Folk Wisdom
January 2007
Since the late 1970s, American folk art has gone from blue-collar to blue-chip. As is often the case, American artists who had studied in Europe focused attention on this indigenous artistic expression. As far back as 1908 Electra Webb, founder of Vermont’s Shelburne Museum, bought her first folk sculpture, a cigar store figure, when she was just 19. By the 1940s, she was buying from Edith Halpert, one of the most prominent folk art dealers in New York City. In the 1920s and 1930s, a handful of astute collectors, including Abby Aldrich Rockefeller and Juliana Force, the director of the Whitney Studio Club (the predecessor of the Whitney Museum), were drawn to American folk art and became avid collectors.

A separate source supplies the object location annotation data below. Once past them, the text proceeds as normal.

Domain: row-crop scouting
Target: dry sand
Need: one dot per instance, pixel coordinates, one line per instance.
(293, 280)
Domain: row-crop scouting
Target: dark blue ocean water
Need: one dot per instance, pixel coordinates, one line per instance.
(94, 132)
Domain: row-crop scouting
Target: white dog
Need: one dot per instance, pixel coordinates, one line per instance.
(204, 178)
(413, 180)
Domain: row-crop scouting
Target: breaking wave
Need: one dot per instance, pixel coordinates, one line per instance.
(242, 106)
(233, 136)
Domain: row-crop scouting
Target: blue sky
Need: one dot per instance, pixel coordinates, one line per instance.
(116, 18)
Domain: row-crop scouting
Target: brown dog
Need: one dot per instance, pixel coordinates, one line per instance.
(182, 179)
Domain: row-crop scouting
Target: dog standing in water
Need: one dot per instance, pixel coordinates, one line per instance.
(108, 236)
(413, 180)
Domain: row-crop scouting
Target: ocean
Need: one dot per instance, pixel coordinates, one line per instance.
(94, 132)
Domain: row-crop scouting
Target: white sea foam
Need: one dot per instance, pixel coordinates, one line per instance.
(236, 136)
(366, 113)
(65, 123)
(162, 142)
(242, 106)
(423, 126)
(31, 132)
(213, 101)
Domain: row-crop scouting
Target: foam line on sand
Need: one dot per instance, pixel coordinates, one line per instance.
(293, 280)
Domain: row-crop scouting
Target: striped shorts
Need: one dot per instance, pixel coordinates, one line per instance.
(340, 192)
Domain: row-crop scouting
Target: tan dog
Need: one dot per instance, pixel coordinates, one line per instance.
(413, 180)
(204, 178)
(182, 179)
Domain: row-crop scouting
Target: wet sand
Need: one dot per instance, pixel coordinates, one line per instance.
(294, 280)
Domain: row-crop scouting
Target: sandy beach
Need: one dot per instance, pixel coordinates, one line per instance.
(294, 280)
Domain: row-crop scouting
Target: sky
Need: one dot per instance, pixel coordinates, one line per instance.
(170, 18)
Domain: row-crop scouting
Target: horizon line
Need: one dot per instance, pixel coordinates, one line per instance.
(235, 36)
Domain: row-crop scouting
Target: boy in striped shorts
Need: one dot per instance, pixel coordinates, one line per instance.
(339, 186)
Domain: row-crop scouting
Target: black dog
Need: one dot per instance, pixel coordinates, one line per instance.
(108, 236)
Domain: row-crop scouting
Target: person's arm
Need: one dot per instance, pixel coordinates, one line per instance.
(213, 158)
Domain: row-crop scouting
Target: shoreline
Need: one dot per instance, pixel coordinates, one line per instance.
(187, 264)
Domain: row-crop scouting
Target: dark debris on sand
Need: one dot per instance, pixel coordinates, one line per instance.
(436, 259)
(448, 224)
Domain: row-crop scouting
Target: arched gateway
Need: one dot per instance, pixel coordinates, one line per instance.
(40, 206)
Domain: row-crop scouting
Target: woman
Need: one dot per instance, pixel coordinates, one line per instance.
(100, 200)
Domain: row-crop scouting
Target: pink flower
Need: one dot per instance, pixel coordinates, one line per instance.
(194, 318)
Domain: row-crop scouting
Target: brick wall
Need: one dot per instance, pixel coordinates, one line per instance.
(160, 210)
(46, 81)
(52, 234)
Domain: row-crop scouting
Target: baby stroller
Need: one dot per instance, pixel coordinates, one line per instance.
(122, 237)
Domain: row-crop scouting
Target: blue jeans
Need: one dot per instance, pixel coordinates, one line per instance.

Marked by directness, originality and stunning simplicity, American folk art represents a period roughly from 1776 to 1900. The field is extensive, ranging from cigar-store Indians to ornamental eagles and roosters, but it is also finite. Unlike contemporary art, folk art comprises a limited number of works, yet new material does continue to surface on occasion. Although interest among collectors and curators has grown exponentially, the supply of great material has not. Consequently, competition for top pieces is keen.
Folk art tells the story of how Americans lived in towns and villages since Colonial times. Basic necessities of everyday life drove painters, wood and stone carvers, weavers, cabinetmakers and potters to create objects for daily use. For the most part, they were itinerant artisans who were hired on the spot to paint a family portrait or build and paint a chest. As most were not academically trained, their work was relegated to “low” rather than “fine” or “high” art.
In the early 1960s and ’70s, one could still browse in galleries and rural mom-and-pop antiques shops for authentic American folk art. New York had several galleries and an active group of dealers. “Fast-forward to 2006, and many of the small independent dealers in New York City have disappeared,” says Nancy Druckman, director of American folk art at Sotheby’s New York. “The balance has shifted to buying at auctions and big antique shows as new collectors enter the field at very high levels.”
Today these works are widely appreciated as a uniquely American art form: powerful examples of individual expression reflecting the singular talents of the artist. Not only have elaborately carved weathervanes and eagles for the thriving maritime trade or home decoration reached phenomenal new levels at high-end auctions, but excellent pieces of American folk art, regardless of medium, are fetching top prices. “The market has been smoldering for the past 15 or 20 years,” says New Haven, Connecticut, dealer Fred Giampietro. “Now we are waking up to $100,000 as common fare, while some pieces just hover around the million-dollar mark.”
The American Folk Art Museum, with its splendid new building in midtown Manhattan, has played a major role in spotlighting the inherent beauty of these everyday objects. “The American Folk Art Museum takes folk art very seriously as a significant art form of expression in all its manifestations,” says senior curator Stacy Hollander. “We set very high standards for the material, and our hope is that when people visit the museum, they re-evaluate preconceived notions they may have of folk art as something simple and not complex.”